この注解書の解釈によると、このたとえ話は将来イエスの再臨の時の話しというよりも、すでにキリストがやってきているのに、そのことを認められないで除け者にして処刑までしてしまったユダヤ人のことを言っているということになる。つまり花婿はもう来た、キリストは来た、しかし婚宴に入れないでいるユダヤ人たちがいる、キリストの到来を喜べない人がいる、ということを告げているということになる。
そうすると、このたとえは将来キリストの再臨がいつあってもいいように備えよというよりも、もうすでにキリストは来ている、花婿は来ている、あなたたちはそれをどう迎えるのか、この福音書はそのことを私たちに問いかけているような気がしている。
祝宴
このたとえが面白いのは、天の国が婚礼の宴に譬えられていることだと思う。天の国は祝宴のようなものだということだ。花婿が来ると、つまりキリストが来ると祝宴に招かれる、天の国とはそういうものだということだ。
その祝宴から締め出されるようなことにならないように、ということだろう。その祝宴とは、どんなことをしても一緒に祝いたい、あらゆる事態を想定して準備をしてでも行きたくなるような、なんとしても一緒に祝いたくなるような、そんな祝宴なのだ、ということを伝えているのではないかと思う。

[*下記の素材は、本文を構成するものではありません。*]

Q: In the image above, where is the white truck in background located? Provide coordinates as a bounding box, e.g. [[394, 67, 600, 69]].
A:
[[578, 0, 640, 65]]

そして今私たちはまさに「花婿だ、迎えに出なさい」と声を掛けられているということなのではないかと思う。イエスがやってきた、一緒に喜びなさい、と言われているということではないか。聖書教育にも書いてあったけれど、壺の油とはイエスを迎える、喜びを持って迎える気持ちのことなんじゃないかな。喜びの気持ちを持って、お祝いの気持ちを持って祝宴に来て欲しい、是非一緒に喜んで欲しい、そんな招きを受け取って欲しい、イエスは神のそんな思いを私たちに伝えているのではないかと思う。